«L’autre rive», l’intitulé de cette 2e partie du feuilleton ramadanesque « Harga » de Lassaad Oueslati, nous a été conté par Imed Eddine El-Hakim, qui est derrière le scénario de ce drame social poignant, une fiction qui reflète la réalité complexe et douloureuse de l’émigration, qui fait souvent le bonheur des familles et plus souvent encore son malheur, et à laquelle tout un chacun peut s’identifier.
Par Yûsra Nemlaghi
Kapitalis a rencontré le scénariste engagé qui collabore pour la 3e fois, dans un feuilleton ramadanesque avec le réalisateur Lassaad Oueslati, après « Maestro » et « Harga 1 » (Prix de la meilleure série dramatique du festival de l’ASBU 2021), et qui a parlé, non sans émotions, de l’engagement social qui l’a amené à traiter le sujet brûlant de l’émigration clandestine, des rêves et des déboires des jeunes Tunisiens qui risquent leur vie pour fuir le chômage, la pauvreté et la mal-vie, à la recherche d’un hypothétique salut, mais qui se trouvent souvent entraînés dans de douloureuses aventures et confrontés à des injustices, parfois même des drames qu’ils n’imaginaient pas de l’autre côté de la Méditerranée, l’Eldorado, tant rêvé…
La voix de ceux qui n’en n’ont pas
Imed Eddine El-Hakim est un artiste autodidacte qui puise sa matière dans une réalité parfois enchantée mais souvent amère, qu’il transforme en une fiction télévisuelle. Il explique que « Harga » est une œuvre de fiction qui s’est donné pour mission d’«être la voix de ceux qui n’en n’ont pas», à travers l’art et la création.

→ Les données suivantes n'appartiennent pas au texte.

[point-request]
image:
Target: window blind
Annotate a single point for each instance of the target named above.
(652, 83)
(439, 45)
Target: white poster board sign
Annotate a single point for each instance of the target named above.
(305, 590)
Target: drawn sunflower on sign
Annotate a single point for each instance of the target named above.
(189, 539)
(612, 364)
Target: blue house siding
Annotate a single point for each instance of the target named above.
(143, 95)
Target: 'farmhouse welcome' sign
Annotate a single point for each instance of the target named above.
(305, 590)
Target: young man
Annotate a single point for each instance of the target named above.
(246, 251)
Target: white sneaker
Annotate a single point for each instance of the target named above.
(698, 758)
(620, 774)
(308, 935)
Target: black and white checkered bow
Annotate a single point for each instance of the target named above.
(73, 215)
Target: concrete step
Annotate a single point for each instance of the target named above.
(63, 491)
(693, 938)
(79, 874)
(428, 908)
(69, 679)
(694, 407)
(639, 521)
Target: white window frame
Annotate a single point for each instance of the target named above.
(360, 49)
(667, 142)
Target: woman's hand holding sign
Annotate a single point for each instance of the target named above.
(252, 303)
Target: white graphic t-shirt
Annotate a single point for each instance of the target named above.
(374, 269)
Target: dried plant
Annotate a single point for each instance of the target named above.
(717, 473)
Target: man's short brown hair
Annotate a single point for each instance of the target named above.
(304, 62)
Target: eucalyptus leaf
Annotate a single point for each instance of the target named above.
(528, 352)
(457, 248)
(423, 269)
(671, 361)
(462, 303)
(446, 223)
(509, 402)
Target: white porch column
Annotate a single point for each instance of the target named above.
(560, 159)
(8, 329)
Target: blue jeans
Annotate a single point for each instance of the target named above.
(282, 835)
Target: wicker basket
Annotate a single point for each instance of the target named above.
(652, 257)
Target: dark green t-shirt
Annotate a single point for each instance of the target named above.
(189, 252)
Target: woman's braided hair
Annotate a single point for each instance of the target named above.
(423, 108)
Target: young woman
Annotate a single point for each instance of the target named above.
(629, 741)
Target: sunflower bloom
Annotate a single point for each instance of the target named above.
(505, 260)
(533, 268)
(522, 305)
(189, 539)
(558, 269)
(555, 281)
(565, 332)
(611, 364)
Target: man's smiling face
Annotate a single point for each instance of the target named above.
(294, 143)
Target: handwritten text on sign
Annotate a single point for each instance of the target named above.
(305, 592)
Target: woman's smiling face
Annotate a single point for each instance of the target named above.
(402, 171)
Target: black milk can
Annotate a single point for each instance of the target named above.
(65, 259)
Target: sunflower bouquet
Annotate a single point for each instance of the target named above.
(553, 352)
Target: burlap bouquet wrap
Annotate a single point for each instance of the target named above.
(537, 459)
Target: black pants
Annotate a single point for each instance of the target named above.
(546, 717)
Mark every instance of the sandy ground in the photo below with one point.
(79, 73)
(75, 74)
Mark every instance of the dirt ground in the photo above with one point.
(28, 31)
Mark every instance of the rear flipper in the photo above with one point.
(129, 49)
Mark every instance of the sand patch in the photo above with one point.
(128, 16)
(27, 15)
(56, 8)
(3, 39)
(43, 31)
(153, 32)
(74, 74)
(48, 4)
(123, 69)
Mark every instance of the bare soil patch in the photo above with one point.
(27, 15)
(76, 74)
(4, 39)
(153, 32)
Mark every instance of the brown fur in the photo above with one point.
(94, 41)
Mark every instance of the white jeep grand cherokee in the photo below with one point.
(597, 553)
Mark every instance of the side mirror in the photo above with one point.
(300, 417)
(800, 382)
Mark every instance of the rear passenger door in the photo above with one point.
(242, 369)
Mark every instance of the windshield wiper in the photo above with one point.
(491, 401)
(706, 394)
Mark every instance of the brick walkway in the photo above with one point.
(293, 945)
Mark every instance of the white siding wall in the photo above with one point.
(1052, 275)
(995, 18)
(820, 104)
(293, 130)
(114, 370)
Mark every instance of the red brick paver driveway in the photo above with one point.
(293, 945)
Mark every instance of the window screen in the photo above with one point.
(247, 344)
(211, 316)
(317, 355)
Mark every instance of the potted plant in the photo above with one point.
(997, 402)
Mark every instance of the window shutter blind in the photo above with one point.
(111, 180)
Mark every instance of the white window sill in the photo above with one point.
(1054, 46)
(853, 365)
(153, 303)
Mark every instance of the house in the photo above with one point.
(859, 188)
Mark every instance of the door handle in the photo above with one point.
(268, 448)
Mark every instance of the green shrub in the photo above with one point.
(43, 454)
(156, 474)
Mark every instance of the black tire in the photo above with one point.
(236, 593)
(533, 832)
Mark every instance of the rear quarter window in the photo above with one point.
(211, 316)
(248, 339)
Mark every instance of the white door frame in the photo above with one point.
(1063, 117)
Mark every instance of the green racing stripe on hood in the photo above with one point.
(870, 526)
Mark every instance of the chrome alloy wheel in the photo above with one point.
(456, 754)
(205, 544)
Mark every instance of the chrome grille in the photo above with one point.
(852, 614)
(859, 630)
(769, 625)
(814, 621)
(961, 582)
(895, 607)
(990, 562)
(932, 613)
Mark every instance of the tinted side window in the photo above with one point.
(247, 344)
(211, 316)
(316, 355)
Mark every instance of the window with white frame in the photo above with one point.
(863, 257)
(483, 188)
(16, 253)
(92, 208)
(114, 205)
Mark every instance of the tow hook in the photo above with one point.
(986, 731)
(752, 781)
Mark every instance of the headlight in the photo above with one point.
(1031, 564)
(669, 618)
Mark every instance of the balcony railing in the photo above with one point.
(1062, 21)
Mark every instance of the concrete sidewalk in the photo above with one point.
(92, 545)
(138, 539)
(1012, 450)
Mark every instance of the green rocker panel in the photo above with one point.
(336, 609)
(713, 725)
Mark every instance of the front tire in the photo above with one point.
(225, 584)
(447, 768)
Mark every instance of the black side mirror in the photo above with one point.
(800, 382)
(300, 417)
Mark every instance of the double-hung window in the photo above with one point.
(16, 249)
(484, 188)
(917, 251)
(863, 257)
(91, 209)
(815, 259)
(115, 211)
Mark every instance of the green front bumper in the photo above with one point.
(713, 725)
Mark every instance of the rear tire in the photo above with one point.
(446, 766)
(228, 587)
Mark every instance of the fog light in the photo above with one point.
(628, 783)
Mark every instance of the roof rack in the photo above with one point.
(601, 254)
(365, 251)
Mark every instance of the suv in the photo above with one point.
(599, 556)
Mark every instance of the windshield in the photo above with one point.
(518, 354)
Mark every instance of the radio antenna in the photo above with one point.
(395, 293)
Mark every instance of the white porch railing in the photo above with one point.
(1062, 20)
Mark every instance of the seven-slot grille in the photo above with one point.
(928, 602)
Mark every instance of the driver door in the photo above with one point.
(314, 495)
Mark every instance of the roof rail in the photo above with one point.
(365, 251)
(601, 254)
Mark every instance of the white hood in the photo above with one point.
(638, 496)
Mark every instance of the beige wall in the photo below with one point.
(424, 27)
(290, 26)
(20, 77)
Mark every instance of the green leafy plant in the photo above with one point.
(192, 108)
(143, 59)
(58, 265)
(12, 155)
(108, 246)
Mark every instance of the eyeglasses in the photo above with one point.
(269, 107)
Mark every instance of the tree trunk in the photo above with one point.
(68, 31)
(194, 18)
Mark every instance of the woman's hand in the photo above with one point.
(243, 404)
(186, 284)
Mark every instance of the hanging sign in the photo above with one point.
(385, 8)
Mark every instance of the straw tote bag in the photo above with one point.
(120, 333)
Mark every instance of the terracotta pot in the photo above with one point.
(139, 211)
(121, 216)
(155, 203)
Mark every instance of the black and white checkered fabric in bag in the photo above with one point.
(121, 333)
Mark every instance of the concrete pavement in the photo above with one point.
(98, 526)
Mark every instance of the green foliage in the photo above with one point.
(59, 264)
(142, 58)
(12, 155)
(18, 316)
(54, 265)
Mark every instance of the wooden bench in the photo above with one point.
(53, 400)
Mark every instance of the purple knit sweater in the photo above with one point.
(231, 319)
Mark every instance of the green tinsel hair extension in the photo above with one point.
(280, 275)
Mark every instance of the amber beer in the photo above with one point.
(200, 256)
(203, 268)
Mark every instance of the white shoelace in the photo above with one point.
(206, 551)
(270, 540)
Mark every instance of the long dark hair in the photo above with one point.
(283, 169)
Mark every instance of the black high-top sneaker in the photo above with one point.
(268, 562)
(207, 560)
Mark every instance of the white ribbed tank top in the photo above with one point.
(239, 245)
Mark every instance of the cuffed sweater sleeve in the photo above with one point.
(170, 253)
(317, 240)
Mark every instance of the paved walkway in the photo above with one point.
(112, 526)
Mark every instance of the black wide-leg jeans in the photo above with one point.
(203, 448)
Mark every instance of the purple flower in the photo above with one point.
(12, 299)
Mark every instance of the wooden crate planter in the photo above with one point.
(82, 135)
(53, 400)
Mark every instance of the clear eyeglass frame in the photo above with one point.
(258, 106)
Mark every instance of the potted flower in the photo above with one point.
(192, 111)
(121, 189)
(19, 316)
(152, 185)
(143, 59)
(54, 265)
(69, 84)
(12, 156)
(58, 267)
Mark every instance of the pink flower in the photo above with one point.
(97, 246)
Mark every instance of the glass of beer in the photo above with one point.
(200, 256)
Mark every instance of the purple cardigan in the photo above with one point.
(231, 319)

En imaginant des scènes parfois limites, en écrivant des dialogues souvent vifs et crus, en créant des atmosphères où le sordide le dispute au pathétique et des personnages atypiques mais ô combien représentatifs d’une humanité en perdition, et en les faisant évoluer dans différents lieux, en Italie et en Tunisie, Imed Eddine El-Hakim fait preuve d’une grande imagination créatrice qui ne recule devant aucune difficulté, l’essentiel étant d’interpeller les téléspectateurs, de bousculer leur confort, de les pousser à réfléchir à travers une œuvre audiovisuelle attachante: «C’est un travail de longue haleine et qui nécessite beaucoup de concentration, mais c’est avant tout une passion, alors je me laisse emporter et inspirer au fur et à mesure de mes créations par ce qui vient en premier, cherchant à être original et à la fois surprenant mais tout en respectant les règles de l’écriture scénique, les contours des rôles, la densité des personnages et l’authenticité des émotions qu’ils sont censés transmettre. En fait, si je suis touché moi-même en écrivant une réplique, je sais que je vais pouvoir toucher le public et mon premier objectif est alors atteint», dit-il.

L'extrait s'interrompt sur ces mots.